チームのエース、スターティングメンバー、セカンドユニット、ロスター枠の獲得を目指す者。
より正確に言うと、プロスポーツではプレイタイムや役割などでファンに序列がハッキリと示される。
今シーズンのスミスは緊急補強でゼロからスタートして、その序列を覆した。
他の選手の怪我が要因であることは事実だが、明らかに自らの力でそのチャンスを掴んだ。

・開幕直前にチームの大黒柱であるエサトンが怪我で離脱。動揺が広がる中、クラブのリリースは衝撃的だった。
ジョシュア・スミス獲得。
正直なところ目を疑った。ビザの関係で即座に契約できる選手が他にいなかったのだろうと考えた。
富山時代のスミスは何度も見ていたが、プレイスタイルがドルフィンズとはあまりに異質だった。

・スミスはまずオフェンスリバウンドで存在感を示した。体の大きさを生かしたポジション取りでリバウンドを量産。オフェンスリバウンドでポゼッションを増やしたいコンセプトのデニスHCに大きなアピールができた。
そして、スクリーナーとしても優秀であると示した。体の幅が大きな壁を作り、ハンドラーのマークを引き剥がした。
ディフェンス面ではフットワークの弱点があったが、プレイタイムを短時間にして、ゾーンディフェンスを多用して弱点をカバーした。
そして攻守の切り替えのランは、とにかく頑張っていた。

・その頑張りの1つ。シーズンが進むにつれて、スミスの体型が少しずつ締まっていったように見えた。
おそらく減量に取り組んでいたのだろう。もしかしたら食事制限もあったのか。
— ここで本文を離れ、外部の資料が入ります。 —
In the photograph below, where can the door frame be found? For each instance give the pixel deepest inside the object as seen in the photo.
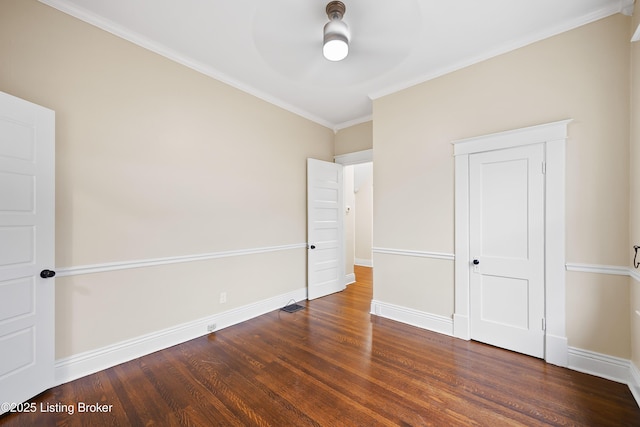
(553, 136)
トレーニングに励んだのか、そんな妄想をすると、ますますスミスへの愛着が増す。

・プレイ以外でのスミスの魅力は、何と言ってもファンサービスが過剰な点。
常に会場のファンに愛想を振りまき、エンターテイナーとして振る舞う。スミスのファンは日に日に増えていった。面白い表情をしたスミスの写真がSNS上を賑わせていた。

・スミスをシーズン通して見て気づいた事がある。ゴール下でシュートを打つときなど、ディフェンスの手や体がバチバチに当たっていても、けっこうファウル
にならないケースが多い。
特に日本人選手がディフェンスに来た時にそれが起きる。スミスが頑丈過ぎて身体がぐらつかない事が原因かもしれない。
シーズン前半はかなり審判の判定にイライラしていた。
Bリーグでガタイがいい外国籍センターがよく怒っているのは、これが1つの要因ではないだろうか。
それでもスミスは後半にはかなり感情をコントロールしていた。審判に抗議してディフェンスに戻るのが遅れて4-5でファストブレイクを決められるシーンがかなり減った。
これもスミスの努力だろう。

・エサトンが復帰すると、ソアレスが手術で離脱。ついでフランクスが負傷離脱。気づけば、外国籍選手でいつもいるのはスミスだった。
デニスHCがチーム作りに苦労したとコメントしていたが、スミスもそれ以上に苦労した事は想像に難くない。

・CSのロスターをどうするのか。妄想になるが、おそらくフランクスは直前にプレイできるコンディションまで回復していた。そのタイミングがギリギリであり、なおかつスミスのオフェンスリバウンドの破壊力が、首脳陣の頭を悩ませたことだろう。
シーズン通してほぼ全試合戦い抜き、最後にCSのロスターを勝ち取った。

今シーズンの地区優勝とセミファイナル進出に大きく貢献し、最後までコートに立ったその偉大な努力には脱帽するしかない。